Steven Obeegadoo, ministre de l’éducation: “C’est un budget qui confirme la priorité stratégique accordée à l’éducation par l’État depuis que le gouvernement est au pouvoir”.
Madan Dulloo, leader du MMSM :”C’est un budget assommant. Ce budget est aussi une motion de blâme énorme de Pravind Jugnauth à son prédécesseur”.
Xavier-Luc Duval, leader du PMXD: “ Il n’y aucune mesure dans ce budget qui peut arrêter le déclin économique. Il n’y a rien pour la zone franche. Cela va être la grosse déception pour les opérateurs économiques. C’est un mauvais budget. “.
Nicolas Von Mally, député de Rodrigues: “Ce budget contient beaucoup de mesures qui vont aider les personnes qui se trouvent au bas de l’échelle. C’est une bonne chose”.
Rama Sithanen du PTr : “C’est un budget trompe-l’oeil. Le présent gouvernement n’a pas répondu aux attentes des Mauriciens. Rien n’a été fait pour réduire la dette publique, le chômage et la relance de l’investissement”.
Ariff Currimjee du JEC : “Le budget ne contient pas suffisamment d’incitations pour dynamiser les secteurs traditionnels tels que l’emploi et l’investissement”. Ariff Currimjee regrette également qu’une taxe soit imposée sur les compagnies. Il salue “les efforts qu’il y a eus en faveur des petites et moyennes entreprises (PME)” ainsi que “l’élément social très fort contenu dans le budget”.
Dario Thérèse, FPU: “Il y a un laisser-faire dans ce présent budget”. Cette centrale syndicale trouve aussi que, sous certains aspects, ce budget n’est “qu’une rhétorique vide de sens”.
Rashid Imrith, FSSC: “Les différentes mesures plus ou moins sociales prises n’apporteront aucun avantage à court terme et la vie des Mauriciens en général ne connaîtra pas d’évolution notable pour le moment”.
Radakrishna Sadien, GSA. Il fustige le fait que les salariés touchant plus de Rs 20 000 ne bénéficieront plus de la Basic Retirement Pension. “C’est assez grave car cela peut amener un démantelement de l’État providence” , dit-il.
Haniff Peerun, GUTU: “La décision de ne plus subventionner 50% des frais d’examens pour les élèves du SC et du HSC dans le cas des enfants dont les parents touchent plus de Rs 30 000 est inacceptable car c’est un acquis qui devrait rester intouchable”.

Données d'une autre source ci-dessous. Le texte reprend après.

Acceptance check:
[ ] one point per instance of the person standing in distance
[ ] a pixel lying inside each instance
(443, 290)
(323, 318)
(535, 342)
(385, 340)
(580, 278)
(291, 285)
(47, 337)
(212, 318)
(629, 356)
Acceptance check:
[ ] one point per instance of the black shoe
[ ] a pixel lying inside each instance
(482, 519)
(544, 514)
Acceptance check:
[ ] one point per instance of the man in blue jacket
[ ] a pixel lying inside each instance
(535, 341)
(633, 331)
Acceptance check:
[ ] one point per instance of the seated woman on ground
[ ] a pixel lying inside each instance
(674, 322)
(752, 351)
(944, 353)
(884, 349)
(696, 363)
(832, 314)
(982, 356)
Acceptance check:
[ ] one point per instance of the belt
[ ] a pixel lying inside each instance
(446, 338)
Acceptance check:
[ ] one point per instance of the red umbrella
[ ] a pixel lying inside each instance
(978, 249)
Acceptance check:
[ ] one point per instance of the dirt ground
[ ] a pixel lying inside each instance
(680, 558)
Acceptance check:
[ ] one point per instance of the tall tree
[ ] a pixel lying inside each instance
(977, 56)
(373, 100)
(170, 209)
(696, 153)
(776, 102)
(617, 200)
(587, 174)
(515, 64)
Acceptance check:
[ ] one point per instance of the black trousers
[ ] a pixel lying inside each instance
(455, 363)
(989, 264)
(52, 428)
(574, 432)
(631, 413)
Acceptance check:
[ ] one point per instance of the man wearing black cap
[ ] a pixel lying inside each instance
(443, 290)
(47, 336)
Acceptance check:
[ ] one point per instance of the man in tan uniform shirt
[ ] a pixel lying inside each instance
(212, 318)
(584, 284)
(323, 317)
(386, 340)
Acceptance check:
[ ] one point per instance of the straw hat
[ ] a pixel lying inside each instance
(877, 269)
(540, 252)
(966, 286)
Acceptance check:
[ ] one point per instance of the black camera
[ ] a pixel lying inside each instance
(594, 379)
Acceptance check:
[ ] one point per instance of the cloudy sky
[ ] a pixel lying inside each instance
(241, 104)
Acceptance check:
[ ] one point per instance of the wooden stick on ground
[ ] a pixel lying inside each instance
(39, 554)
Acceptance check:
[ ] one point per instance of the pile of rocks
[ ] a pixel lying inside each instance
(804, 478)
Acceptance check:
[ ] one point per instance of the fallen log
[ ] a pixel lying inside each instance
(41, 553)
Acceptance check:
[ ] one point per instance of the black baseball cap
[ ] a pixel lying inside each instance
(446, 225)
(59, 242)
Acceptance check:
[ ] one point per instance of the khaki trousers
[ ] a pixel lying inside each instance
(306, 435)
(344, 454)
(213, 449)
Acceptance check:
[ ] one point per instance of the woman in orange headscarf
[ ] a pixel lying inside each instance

Swalay Rojee, DHTU: “Le budget favorise la démocratisation de l’investissement. Ce budget à caractère très social vise à aider les plus démunis de la société”.
Mosadeq Sahebdin, ICP: “Le discours indique un certain engagement du gouvernement en faveur des consommateurs. La mise en application de la Competition Act est une avancée dans la protection des consommateurs. Toutefois, nous estimons que l’extension des heures d’ouverture des boutiques est insuffisante pour permettre aux boutiquiers de concurrencer les supermarchés”.